How do you give your under 5’s the “quiet learning time” once you have older children who require your attention as well? This is something I’ve been struggling with a lot lately. I’m hoping some of you have learned some wisdom on how to deal with this, how to make it work, and what to let go of.
I love, love, love the idea of and descriptions of the “quiet learning time” that Charlotte Mason puts forth for the “early years.” I was able to do so much of that with my first two, who are only 14 months apart, and we spent so much time outside and I was able to just pour my time into them, watching over their habits, encouraging their curiosity etc.
However, the reality of my life now is that I no longer have the option to spend hours upon hours outside devoting my full attention and mental efforts to the little ones, as I must to do school with the older children, and I feel like the younger three (the 5 and under set) are getting gypped out of this precious “quiet learning time”.
obviously, we still go outside as much as we can once school is finished, but trying to balance my other responsibilities into that means that often we only have a couple hours a day, and not all of that is time that I am able to spend out there with them, guiding them, encouraging them etc.

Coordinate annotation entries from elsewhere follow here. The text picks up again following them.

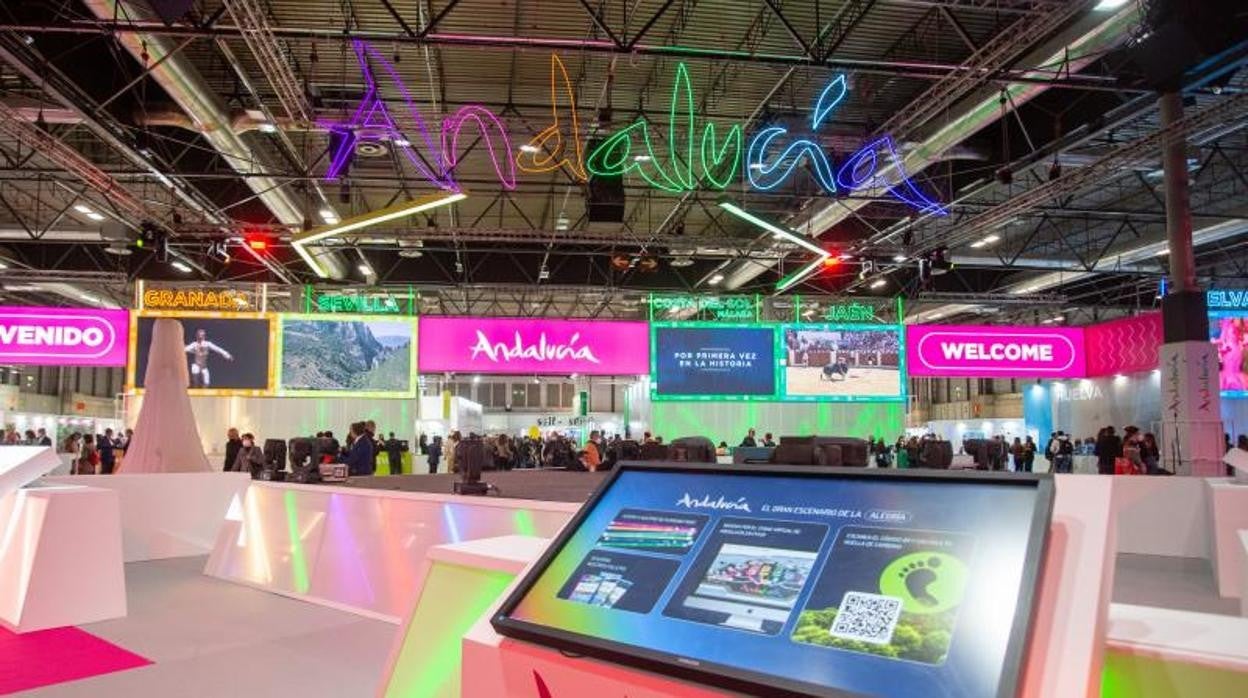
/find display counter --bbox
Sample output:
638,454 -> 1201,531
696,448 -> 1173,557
44,472 -> 251,562
205,481 -> 578,623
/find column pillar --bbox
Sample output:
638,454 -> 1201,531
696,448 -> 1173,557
1158,91 -> 1224,477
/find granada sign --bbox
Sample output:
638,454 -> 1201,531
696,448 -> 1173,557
418,317 -> 650,376
0,307 -> 130,366
906,325 -> 1086,378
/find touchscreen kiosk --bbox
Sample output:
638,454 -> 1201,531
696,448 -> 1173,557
492,463 -> 1053,698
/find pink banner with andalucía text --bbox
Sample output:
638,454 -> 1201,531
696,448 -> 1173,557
0,307 -> 130,366
906,325 -> 1086,378
417,317 -> 650,376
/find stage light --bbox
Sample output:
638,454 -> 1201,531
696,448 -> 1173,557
291,191 -> 468,277
719,201 -> 829,256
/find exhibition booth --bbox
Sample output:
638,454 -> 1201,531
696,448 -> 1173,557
0,290 -> 1248,698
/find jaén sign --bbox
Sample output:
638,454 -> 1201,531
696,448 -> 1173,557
906,325 -> 1086,378
0,307 -> 130,366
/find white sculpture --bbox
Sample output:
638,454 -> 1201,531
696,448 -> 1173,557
121,318 -> 212,474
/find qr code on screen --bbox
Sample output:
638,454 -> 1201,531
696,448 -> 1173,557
829,592 -> 901,644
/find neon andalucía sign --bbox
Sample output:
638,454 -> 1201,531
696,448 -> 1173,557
317,40 -> 945,215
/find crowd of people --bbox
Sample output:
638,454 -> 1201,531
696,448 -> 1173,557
58,428 -> 135,474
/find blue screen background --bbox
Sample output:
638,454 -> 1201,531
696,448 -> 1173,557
654,327 -> 776,396
512,471 -> 1037,698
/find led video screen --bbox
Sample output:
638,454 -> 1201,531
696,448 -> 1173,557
780,325 -> 906,402
130,313 -> 273,395
650,323 -> 776,400
492,465 -> 1053,698
1209,311 -> 1248,397
278,315 -> 416,397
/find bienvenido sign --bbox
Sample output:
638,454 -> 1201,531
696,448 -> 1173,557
418,317 -> 650,376
906,325 -> 1086,378
0,307 -> 130,366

I know that the younger set is learning by osmosis as they watch the older children, as they listen to the lessons even though they don’t understand them all, as they hear the discussions that go on in the home etc. Is this the trade-off for the “quiet learning time”? Or is there something that I missing where I can somehow balance the older children’s school time with the younger children still receiving the time that I wish that I could give them?